Full Squat Exercise - Leg Workout

By John Paul Catanzaro

Full Squat Exercise Benefits

There seems to be much confusion amongst trainers and trainees as to whether squats should be performed all the way down or just half way. In most gyms today, a common instruction during squats, deadlifts, and lunges (as taught by many personal training organizations) is not to allow the knees to travel beyond the toes. Doing so will ultimately cause the destruction of your knees! I do not agree.
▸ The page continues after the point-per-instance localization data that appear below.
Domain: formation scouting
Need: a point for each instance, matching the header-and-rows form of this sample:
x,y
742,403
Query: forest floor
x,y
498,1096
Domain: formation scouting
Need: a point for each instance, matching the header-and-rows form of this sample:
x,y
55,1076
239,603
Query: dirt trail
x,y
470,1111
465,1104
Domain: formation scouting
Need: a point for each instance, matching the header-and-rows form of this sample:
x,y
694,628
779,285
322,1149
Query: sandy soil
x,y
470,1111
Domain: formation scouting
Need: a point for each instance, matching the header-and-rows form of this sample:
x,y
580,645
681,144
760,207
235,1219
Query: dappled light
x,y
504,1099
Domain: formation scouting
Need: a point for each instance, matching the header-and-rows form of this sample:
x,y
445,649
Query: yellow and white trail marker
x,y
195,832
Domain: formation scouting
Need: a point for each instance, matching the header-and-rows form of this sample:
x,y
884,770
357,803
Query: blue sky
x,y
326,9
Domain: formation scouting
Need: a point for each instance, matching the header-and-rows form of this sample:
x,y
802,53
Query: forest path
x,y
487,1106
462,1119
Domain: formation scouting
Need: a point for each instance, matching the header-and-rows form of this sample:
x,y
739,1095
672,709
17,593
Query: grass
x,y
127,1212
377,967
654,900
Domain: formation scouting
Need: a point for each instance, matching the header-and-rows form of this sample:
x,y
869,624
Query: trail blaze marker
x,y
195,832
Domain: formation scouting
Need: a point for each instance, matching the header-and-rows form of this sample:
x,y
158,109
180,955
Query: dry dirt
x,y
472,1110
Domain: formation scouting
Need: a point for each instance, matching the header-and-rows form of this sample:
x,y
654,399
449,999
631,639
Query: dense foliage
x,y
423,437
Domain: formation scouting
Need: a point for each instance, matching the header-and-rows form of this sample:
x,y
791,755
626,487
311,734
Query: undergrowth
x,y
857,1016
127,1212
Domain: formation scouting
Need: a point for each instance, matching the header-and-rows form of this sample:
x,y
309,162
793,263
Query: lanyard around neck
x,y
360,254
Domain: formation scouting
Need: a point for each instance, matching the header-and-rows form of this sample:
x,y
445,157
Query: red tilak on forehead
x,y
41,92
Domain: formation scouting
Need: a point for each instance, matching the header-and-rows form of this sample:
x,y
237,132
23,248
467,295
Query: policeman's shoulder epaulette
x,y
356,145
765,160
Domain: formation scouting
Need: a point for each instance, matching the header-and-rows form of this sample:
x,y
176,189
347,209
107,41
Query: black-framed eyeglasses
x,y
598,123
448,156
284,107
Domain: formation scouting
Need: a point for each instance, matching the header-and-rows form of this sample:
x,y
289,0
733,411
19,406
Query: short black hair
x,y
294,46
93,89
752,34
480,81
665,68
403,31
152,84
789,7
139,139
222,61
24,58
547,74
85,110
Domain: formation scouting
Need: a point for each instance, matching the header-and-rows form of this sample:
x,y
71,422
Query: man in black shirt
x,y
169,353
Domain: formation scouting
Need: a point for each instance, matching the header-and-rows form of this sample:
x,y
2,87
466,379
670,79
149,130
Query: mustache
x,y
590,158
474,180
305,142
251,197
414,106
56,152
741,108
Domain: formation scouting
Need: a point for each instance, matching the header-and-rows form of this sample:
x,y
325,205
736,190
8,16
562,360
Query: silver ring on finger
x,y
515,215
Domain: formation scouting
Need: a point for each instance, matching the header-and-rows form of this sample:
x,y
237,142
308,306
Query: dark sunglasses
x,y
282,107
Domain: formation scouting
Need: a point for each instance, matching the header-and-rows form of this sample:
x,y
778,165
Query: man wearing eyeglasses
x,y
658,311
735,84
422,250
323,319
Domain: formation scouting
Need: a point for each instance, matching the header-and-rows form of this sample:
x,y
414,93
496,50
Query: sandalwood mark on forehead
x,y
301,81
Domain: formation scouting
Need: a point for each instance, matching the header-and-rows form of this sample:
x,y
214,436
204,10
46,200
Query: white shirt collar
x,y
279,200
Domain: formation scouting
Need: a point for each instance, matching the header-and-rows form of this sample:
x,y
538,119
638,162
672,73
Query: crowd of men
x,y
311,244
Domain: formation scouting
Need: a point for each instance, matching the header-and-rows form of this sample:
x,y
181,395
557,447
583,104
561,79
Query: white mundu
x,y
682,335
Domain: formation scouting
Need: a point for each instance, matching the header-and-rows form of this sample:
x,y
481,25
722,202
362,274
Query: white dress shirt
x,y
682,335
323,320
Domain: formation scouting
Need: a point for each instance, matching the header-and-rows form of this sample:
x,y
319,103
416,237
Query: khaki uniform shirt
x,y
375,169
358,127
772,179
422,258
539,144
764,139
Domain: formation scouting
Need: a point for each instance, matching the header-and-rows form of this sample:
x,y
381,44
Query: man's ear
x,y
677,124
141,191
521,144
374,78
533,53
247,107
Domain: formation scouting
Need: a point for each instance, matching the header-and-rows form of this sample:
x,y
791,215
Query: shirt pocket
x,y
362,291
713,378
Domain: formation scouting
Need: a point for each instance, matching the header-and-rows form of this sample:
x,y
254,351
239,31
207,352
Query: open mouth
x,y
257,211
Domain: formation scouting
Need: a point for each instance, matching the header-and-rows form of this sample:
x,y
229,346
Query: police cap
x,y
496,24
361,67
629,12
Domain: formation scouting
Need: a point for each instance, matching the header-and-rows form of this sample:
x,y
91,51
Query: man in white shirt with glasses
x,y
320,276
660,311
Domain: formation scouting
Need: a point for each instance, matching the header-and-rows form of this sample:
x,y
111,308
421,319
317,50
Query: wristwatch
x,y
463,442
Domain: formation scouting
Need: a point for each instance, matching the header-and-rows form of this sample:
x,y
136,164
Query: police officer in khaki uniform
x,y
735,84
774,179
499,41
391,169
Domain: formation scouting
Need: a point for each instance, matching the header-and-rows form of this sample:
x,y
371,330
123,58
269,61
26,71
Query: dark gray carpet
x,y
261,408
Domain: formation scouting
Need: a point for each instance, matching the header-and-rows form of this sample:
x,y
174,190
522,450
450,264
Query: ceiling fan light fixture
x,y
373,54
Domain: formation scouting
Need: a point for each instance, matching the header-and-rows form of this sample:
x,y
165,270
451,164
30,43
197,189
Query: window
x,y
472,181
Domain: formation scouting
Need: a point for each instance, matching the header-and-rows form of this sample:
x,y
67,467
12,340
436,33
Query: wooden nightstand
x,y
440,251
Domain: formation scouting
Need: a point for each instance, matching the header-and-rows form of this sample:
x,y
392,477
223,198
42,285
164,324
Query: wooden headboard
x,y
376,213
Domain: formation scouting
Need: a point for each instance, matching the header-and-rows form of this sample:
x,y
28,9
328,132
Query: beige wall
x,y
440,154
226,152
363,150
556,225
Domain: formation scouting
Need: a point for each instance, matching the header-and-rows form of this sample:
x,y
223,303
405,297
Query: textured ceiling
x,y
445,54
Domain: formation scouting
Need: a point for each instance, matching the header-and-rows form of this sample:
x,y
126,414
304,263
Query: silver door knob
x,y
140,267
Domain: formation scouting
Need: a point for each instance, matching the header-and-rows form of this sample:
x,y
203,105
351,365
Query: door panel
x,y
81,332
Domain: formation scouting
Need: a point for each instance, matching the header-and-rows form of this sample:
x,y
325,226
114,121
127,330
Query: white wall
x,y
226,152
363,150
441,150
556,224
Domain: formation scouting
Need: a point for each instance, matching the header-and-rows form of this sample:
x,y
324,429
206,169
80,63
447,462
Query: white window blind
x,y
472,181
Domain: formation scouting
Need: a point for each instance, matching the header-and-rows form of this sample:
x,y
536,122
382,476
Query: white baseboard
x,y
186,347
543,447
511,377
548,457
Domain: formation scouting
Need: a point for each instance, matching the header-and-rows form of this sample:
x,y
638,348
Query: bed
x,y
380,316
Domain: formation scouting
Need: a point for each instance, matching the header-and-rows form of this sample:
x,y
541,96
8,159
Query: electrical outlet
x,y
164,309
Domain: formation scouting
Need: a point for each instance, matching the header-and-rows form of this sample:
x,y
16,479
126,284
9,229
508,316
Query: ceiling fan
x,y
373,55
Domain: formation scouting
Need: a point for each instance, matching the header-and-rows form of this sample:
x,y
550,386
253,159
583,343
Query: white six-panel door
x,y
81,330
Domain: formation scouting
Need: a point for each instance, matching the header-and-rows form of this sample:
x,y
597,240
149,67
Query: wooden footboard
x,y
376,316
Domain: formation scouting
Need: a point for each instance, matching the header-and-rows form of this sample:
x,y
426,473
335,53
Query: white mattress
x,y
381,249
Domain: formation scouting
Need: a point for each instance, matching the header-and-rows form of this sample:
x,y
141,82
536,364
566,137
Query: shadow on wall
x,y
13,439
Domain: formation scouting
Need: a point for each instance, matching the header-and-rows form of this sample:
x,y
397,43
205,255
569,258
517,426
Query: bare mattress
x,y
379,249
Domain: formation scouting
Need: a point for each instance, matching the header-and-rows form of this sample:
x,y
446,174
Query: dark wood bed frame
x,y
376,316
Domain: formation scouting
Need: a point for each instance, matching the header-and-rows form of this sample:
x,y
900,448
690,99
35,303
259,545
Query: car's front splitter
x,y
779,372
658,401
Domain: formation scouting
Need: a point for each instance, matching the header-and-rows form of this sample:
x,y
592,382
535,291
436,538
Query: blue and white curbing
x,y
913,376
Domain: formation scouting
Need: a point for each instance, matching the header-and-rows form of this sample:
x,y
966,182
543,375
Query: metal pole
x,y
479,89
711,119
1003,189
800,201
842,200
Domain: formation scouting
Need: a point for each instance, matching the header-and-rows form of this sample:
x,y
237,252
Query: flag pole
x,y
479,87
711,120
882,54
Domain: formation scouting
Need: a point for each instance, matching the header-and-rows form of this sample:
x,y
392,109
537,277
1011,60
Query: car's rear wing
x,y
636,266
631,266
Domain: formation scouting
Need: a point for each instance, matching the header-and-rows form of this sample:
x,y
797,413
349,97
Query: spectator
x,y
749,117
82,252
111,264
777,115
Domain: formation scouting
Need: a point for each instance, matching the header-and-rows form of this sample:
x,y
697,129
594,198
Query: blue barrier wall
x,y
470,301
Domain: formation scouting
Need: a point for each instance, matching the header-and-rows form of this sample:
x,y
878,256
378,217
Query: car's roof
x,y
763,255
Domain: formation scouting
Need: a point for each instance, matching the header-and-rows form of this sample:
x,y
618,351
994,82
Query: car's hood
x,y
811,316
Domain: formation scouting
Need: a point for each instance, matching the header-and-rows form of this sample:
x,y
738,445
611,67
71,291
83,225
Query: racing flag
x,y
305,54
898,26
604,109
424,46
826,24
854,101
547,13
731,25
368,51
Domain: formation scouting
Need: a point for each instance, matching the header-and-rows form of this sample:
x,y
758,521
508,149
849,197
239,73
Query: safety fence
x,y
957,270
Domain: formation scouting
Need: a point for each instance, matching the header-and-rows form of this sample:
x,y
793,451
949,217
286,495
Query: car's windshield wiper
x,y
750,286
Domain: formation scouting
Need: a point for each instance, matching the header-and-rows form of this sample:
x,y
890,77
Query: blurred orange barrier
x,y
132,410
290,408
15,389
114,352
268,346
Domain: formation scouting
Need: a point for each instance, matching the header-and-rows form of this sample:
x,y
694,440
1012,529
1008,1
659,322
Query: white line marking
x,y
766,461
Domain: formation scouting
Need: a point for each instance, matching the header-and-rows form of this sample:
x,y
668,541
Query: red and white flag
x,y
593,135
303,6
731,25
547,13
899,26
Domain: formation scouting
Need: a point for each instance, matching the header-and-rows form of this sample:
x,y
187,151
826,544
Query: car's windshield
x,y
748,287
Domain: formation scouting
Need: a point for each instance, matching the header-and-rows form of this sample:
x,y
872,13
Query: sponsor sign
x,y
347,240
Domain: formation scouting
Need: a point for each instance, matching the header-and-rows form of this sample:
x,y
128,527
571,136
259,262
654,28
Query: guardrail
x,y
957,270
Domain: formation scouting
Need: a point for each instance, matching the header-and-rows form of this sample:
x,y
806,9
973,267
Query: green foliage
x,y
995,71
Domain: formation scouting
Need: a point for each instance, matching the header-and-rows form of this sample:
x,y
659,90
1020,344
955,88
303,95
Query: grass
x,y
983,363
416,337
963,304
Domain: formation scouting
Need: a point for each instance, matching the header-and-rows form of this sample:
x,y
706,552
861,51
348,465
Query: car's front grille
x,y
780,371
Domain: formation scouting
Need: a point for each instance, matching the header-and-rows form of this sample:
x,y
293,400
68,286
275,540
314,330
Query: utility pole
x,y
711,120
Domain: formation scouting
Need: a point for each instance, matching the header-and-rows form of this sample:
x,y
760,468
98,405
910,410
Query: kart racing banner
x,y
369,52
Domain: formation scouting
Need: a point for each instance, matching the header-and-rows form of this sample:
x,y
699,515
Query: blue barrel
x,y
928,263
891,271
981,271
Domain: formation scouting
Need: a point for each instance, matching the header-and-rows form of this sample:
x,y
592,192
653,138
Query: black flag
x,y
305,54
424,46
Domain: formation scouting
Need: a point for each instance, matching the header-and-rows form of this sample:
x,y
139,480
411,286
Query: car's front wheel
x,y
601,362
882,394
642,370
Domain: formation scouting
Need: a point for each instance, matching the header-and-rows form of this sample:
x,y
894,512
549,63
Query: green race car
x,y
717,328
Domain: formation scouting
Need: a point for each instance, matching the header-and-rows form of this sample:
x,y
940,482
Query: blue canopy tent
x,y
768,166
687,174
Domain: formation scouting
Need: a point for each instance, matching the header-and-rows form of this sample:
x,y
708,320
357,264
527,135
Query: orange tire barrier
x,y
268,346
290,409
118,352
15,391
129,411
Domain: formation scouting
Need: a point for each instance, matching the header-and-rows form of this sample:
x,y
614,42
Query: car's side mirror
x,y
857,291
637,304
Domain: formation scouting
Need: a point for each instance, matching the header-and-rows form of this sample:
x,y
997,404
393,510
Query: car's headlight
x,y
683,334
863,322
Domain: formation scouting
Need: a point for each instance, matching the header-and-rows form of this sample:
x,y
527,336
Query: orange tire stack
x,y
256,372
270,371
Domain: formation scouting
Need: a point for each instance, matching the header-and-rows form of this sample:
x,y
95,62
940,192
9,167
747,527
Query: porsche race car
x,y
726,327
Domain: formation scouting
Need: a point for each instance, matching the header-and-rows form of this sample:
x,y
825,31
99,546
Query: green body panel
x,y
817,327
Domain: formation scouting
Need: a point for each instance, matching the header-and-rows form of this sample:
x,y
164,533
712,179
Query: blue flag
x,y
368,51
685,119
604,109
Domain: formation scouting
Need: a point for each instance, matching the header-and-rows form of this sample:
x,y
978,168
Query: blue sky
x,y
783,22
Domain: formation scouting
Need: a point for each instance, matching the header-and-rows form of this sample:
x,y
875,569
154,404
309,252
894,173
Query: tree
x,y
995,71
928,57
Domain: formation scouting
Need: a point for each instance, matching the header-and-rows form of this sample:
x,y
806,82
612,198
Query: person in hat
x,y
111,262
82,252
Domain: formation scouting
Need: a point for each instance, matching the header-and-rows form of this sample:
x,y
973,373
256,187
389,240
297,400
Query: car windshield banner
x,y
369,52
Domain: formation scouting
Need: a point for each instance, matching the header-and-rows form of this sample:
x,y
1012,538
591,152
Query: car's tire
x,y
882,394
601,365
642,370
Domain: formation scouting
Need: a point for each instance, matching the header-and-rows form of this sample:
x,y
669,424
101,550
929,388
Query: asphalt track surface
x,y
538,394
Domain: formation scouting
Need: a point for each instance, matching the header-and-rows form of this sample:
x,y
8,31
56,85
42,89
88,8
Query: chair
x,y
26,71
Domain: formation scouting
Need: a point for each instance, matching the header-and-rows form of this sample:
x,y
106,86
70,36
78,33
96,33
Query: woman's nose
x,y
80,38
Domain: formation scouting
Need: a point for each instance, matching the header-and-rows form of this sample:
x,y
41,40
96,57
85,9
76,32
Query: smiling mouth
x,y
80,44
There are certain instances where partial range of motion (ROM) is indicated, but for the most part, I teach people the full squat for the following reasons:


  • It is the most primitive movement pattern known to man; our ancestors used to perform many daily functions (i.e. harvesting, gathering, hunting, cooking, eating, etc.) in a full squat position.
  • Also, in case anyone hasn't noticed, we spend 40 weeks in the fetal position (which is basically a full squat) prior to entering this world - do we come out with bad knees?
  • We should strive to train in full ROM for each and every exercise. The squat is no exception.
  • Every exercise produces stress around a joint - the body then adapts to this stress.
  • Cocontraction of the quadriceps, hamstrings and gastrocnemius maintains integrity around the knee joint.
  • Sheering and compressive forces do occur around the knee joint (as opposed to only sheering forces that occur in some open kinetic chain lower body exercises, such as the leg extension); however, the large contact area of the patella with the femoral groove (as knee flexion increases during the full squat) helps to dissipate compressive forces.
  • Therefore, not only is the squat - as a closed chain exercise - considered a natural movement pattern with high functional carryover, but it is also a safe exercise if performed correctly (and that includes full ROM!)
  • Drawer tests are performed at a knee angle of 90 degrees because there is a greater amount of laxity in the knee joint at that specific angle. So, does it make sense to only go down half way where you are most vulnerable especially when greater loads can be used (because you are much stronger in this partial ROM?)
  • According to Ironman contributor, George Turner, the fulcrum moves to the knee joint in a parallel squat as opposed to the muscle belly of the quadriceps in a full squat.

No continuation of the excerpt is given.